2 When to Use KNN

In short, KNN excels at classifying data that have some sort of clear demarcation between features. We will make this point clear in several examples before trying KNN on a more advanced data set. Let’s begin by looking at the iris data set from sklearn.

# load iris from sklearn
iris = load_iris()

# create df
iris_df = pd.DataFrame(iris['data'], columns  =  iris.feature_names)
iris_df['label'] = iris.target # create dependent variable

# create masks to recode
setosa = iris_df['label'] == 0 # setosa
versicolor = iris_df['label'] == 1 # versicolor
virginica = iris_df['label'] == 2 # virginica

# apply mask
iris_df.loc[setosa, 'label'] = 'Setosa'
iris_df.loc[versicolor, 'label'] = 'Versicolor'
iris_df.loc[virginica, 'label'] = 'Virginica'

# create the default pairplot
cols = ['sepal length (cm)', 'sepal width (cm)', 'petal length (cm)', 'petal width (cm)']
sns.pairplot(iris_df, vars = cols,  hue = "label")

In the graph below, seaborn plots each iris feature against each other in a mixture of scatter and density plots. Drawing on the intuition described above, we can visually see that KNN would excel at classifying Setosas because it is in many cases separated from Virginicas and Versicolors. However, KNN would have some problems perfectly differentiating Virginicas and Versicolors, owing to the fact that their data points are close together. Again, this problem occurs because the classifier is calculating distances between points and then choosing the label of the point with the closest distance.

Visualizing the Data

To better understand the types of data distributions that KNN would excel at classifying, we begin by generating some artificial data. The first function generates our data in such a manner that it perfectly separates the data based on the threshold specified. The second function alters the data generated from the first by introducing some randomness into the labels.
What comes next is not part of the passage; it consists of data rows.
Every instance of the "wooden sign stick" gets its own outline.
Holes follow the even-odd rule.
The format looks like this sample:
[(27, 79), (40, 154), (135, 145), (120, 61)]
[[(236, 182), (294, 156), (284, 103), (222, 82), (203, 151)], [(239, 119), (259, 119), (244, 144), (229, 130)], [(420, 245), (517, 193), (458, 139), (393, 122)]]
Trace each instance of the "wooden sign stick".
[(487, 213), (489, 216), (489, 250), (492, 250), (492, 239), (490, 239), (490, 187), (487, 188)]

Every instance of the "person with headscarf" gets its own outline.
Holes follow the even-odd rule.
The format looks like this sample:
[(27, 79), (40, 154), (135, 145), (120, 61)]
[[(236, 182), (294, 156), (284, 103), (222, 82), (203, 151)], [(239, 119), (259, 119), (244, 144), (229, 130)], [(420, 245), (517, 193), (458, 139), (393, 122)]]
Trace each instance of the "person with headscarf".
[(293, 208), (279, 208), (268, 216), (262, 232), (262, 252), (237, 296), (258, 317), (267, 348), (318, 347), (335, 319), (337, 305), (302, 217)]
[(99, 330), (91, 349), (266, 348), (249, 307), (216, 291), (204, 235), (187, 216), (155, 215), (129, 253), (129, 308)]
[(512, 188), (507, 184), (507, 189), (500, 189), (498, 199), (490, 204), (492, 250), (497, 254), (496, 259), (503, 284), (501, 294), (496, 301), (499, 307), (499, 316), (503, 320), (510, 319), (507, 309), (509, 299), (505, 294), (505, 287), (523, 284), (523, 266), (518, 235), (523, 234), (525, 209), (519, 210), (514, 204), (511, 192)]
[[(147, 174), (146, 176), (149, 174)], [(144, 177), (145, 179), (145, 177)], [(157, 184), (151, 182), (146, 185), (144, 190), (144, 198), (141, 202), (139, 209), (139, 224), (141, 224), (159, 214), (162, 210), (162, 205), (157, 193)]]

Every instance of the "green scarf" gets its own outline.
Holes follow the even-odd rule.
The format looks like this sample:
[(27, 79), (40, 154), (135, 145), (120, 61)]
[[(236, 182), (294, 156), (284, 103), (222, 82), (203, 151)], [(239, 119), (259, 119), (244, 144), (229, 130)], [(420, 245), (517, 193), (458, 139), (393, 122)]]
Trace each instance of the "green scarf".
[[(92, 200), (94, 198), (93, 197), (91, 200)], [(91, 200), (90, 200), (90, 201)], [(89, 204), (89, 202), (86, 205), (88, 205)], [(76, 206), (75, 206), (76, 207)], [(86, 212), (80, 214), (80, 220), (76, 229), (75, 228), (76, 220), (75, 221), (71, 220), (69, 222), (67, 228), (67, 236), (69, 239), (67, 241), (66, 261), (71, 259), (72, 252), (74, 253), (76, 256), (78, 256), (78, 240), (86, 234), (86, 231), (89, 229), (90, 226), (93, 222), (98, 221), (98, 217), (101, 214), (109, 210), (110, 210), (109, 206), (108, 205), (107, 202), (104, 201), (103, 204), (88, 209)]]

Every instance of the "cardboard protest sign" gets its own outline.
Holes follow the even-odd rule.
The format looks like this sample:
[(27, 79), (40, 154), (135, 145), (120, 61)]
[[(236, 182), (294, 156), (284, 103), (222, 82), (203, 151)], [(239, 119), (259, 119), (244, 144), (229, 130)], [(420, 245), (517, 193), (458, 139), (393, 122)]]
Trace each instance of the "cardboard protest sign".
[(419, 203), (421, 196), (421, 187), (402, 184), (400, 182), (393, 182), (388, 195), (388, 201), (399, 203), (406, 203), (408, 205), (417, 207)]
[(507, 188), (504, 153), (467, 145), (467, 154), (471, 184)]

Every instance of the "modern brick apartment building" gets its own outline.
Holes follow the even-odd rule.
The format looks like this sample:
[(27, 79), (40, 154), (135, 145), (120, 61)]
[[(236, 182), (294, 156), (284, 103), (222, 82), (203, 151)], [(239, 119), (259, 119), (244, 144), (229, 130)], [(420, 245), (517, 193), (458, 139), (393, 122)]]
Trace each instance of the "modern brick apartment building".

Instead of perfect separation, we now have some probability, that we can set, whereby close by observations can now have the opposite label, thereby making our algorithm’s classification task much harder.

def gen_data(num_points):
    # make empty arrays
    x = np.zeros((num_points, 2))
    y = np.zeros((num_points, 1))

    # loop over length of arrays
    for i in range(len(x)):
        for j in range(2): # loop over number of features

            x[i][0] = np.random.uniform(0, 1) # generate data between [0, 1]
            x[i][1] = np.random.uniform(0, 1) # generate data between [0, 1]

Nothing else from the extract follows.